S’il n’y a encore rien d’officiel sur le papier, tout porte à croire que l’Arabie saoudite a l’intention de tenter de transférer le siège de l’Organisation mondiale du tourisme (OMT) de Madrid à Riyad. L’Espagne ne veut pas se laisser faire: il en va de la réputation de toute l’Union européenne.

Créée en 1975 au sein des Nations Unies, l’Organisation mondiale du tourisme a toujours eu ses quartiers à Madrid. Mais cela pourrait bientôt changer, à la demande de l’Arabie saoudite. C’est en tout cas ce que craint l’Espagne, qui commence à faire part de ses inquiétudes, aussi bien par ses canaux publics que privés.

« L’Arabie saoudite n’a pas encore soumis de proposition formelle mais elle a signalé son intérêt », a déclaré à l’AFP une source diplomatique.

Des propos qui ont été confirmés par plusieurs chefs de l’industrie du tourisme. « Au début, nous pensions que ce n’était qu’une rumeur. Mais maintenant, il y a beaucoup d’informations qui suggèrent que c’est sérieux », a concédé Carlos Abella, secrétaire général de l’organisme industriel Mesa del Turismo.

De leur côté, les autorités saoudiennes ont toutefois démenti l’existence de « négociations en cours ».

« Un véritable problème pour la réputation de l’Europe en tant que puissance touristique »

Comme son nom l’indique, l’OMT est une institution onusienne qui sert à promouvoir et à développer le tourisme, mais également le commerce entre ses différentes nations membres.
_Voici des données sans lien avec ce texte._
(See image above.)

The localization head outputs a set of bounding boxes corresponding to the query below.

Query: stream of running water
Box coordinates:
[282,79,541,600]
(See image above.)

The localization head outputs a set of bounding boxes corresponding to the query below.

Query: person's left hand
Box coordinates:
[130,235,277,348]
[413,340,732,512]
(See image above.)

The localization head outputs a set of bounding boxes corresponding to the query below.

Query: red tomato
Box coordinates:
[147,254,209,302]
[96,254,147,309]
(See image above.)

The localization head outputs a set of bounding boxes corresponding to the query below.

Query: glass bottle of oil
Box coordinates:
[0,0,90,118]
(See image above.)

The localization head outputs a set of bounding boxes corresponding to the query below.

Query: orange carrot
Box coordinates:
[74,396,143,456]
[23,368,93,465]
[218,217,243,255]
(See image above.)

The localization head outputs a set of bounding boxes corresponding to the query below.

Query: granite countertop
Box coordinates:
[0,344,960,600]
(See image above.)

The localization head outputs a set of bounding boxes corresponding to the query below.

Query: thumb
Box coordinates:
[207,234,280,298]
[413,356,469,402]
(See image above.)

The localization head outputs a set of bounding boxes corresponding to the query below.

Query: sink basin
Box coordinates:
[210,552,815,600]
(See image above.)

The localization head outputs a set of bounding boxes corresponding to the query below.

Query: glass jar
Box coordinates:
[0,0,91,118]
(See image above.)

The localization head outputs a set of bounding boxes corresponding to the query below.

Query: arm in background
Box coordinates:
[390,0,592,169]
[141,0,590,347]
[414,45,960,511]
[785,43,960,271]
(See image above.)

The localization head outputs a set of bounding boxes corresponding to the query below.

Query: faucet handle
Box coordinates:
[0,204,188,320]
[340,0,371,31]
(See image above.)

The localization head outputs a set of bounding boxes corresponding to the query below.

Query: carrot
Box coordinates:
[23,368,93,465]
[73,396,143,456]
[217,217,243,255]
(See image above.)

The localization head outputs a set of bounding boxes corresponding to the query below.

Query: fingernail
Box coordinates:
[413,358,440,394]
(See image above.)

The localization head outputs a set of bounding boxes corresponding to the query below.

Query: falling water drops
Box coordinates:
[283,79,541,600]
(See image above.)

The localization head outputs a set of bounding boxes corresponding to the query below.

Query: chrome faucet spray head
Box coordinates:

L’Union européenne abrite trois des pays les plus visités au monde (la France, l’Espagne et l’Italie). Perdre le siège de l’OMT ferait tache. Un groupement de députés européens centristes ont d’ailleurs mis en garde contre ce risque dans une lettre adressée à Bruxelles.

« Sa délocalisation serait un coup sérieux porté à l’image de l’UE et ce serait également un véritable problème de réputation pour l’Europe en tant que puissance touristique », a déclaré Jose Ramon Bauza, un des signataires. « Cela signifierait une perte de poids diplomatique au niveau institutionnel ».

De son côté, le ministre espagnol des Affaires étrangères, Jose Manuel Albares, a tenu à tempérer les inquiétudes. « On ne peut pas changer le siège d’une organisation internationale sur un coup de tête, comme s’il s’agissait d’une équipe de baseball », a-t-il prévenu de dimanche dans El Pais, excluant « même la possibilité » que l’OMT quitte Madrid.

Un vote en novembre ?

En attendant, l’Espagne est tout de même occupée à s’assurer du soutien des pays membres de l’OMT. Pour qu’une délocalisation ait lieu, il faut que deux tiers des Etats (soit 106 sur 159) votent en sa faveur. Ils se réuniront en novembre pour l’assemblée générale bisannuelle, et un vote sur le sujet pourrait avoir lieu. Madrid a donc tout intérêt à jouer de ses charmes.

Comme l’explique Euractiv, l’Espagne s’est lancée dans une bataille diplomatique, engageant des discussions bilatérales, lançant des appels à Bruxelles et mettant le paquet pour amadouer l’OMT, en vue de prendre en compte les souhaits de chacun.

« Madrid continuera à faire les efforts nécessaires pour que le siège de cette agence des Nations unies reste dans la capitale », a déclaré le maire Jose Luis Martinez-Almeida à l’issue de ses entretiens avec le directeur de l’OMT, le Géorgien Zurab Pololikashvili.

L’Espagne serait bien inspirée de mettre tout son coeur à l’ouvrage, dans la mesure où la plus que probable candidature de l’Arabie saoudite serait très solide. Ces dernières années, Riyad a dévoilé une série de projets de plusieurs milliards de dollars visant à s’ouvrir aux touristes. Elle vise les 100 millions de visiteurs d’ici 2030, ce qui doit constituer un des moyens de s’éloigner de sa dépendance au pétrole.

Pour M. Abella, le risque de voir deux tiers des pays membres de l’OMT voter pour Riyad est « bien réel », car » l’Arabie saoudite a beaucoup de poids ».